On Fri, Dec 4, 2009 at 2:13 PM, David Woolley
<forums at david-woolley.me.uk> wrote:
> Marc Whipple wrote:
>
>>
>> In any event, the concept of “reverse engineering” copyrighted material is
>> nonsensical under US law (and the law of many other countries.) If you had
>> enough access to it to reverse engineer it, you didn’t make a new work, you
>> copied an old one. If your new work otherwise is
>
> IANAL, but as I understand it there is a limited right to  do white box
> reverse engineering in the EEC.  It is a lot more limited than is generally
> assumed in open source circles, and would not extend to reproducing internal
> behaviours.
>
> As I understand it, the key points are:
>
> - it must only be to the minimum degree necessary to interface with the
> software;
> - the author of the software must have refused to provide that information
> on reasonable terms;
> - the knowledge you gain cannot be published.

IANAL, but I think Marc is talking about something else.

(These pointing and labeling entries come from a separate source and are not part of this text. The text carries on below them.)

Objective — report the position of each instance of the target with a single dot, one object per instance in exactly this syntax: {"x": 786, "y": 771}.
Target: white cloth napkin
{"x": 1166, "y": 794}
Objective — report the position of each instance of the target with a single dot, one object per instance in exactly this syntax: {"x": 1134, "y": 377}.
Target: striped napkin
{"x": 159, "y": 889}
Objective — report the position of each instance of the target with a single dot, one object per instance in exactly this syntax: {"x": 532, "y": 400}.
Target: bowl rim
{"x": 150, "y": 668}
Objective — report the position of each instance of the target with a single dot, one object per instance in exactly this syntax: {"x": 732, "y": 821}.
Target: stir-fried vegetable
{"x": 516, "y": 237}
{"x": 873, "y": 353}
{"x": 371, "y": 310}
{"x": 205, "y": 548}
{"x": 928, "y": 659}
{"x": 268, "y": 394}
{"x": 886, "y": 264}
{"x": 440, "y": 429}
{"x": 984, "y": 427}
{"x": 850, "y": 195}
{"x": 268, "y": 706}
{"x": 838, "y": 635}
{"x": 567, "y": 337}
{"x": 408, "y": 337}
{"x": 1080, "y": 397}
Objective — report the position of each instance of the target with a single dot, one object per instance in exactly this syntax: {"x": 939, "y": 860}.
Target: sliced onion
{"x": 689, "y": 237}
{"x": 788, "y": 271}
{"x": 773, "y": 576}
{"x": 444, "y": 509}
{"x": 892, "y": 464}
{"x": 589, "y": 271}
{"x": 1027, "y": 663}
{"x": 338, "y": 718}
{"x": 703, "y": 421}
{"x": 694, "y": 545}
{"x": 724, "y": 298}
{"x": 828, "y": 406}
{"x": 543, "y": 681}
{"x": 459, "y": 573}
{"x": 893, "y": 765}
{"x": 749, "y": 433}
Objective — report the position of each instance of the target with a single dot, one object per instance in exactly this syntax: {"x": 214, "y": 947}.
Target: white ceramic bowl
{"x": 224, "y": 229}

In US copyright law, I understand that reverse engineering is
generally allowed provided that expressive elements of the code are
not included.  Expressive elements could be anything from variable
names and comments to organization of the source code.  Typically this
is accomplished by having one team reverse engineer the code and
provide a report of functional components to another team who then
writes replacement code.

The problem is that, although this process works fine on a functional
level for games, the storyline characters, concept, etc. are also
artistic, expressive elements.  So while one could, say, clone the
Doom engine without too much trouble, cloning the Doom game would pose
additional problems which are substantial.

(Now, I suppose if you are reverse engineering The World's Best Chess
Game, this might not apply, but I assume this is not what we are
talking about here.)

Also this might be different in other countries.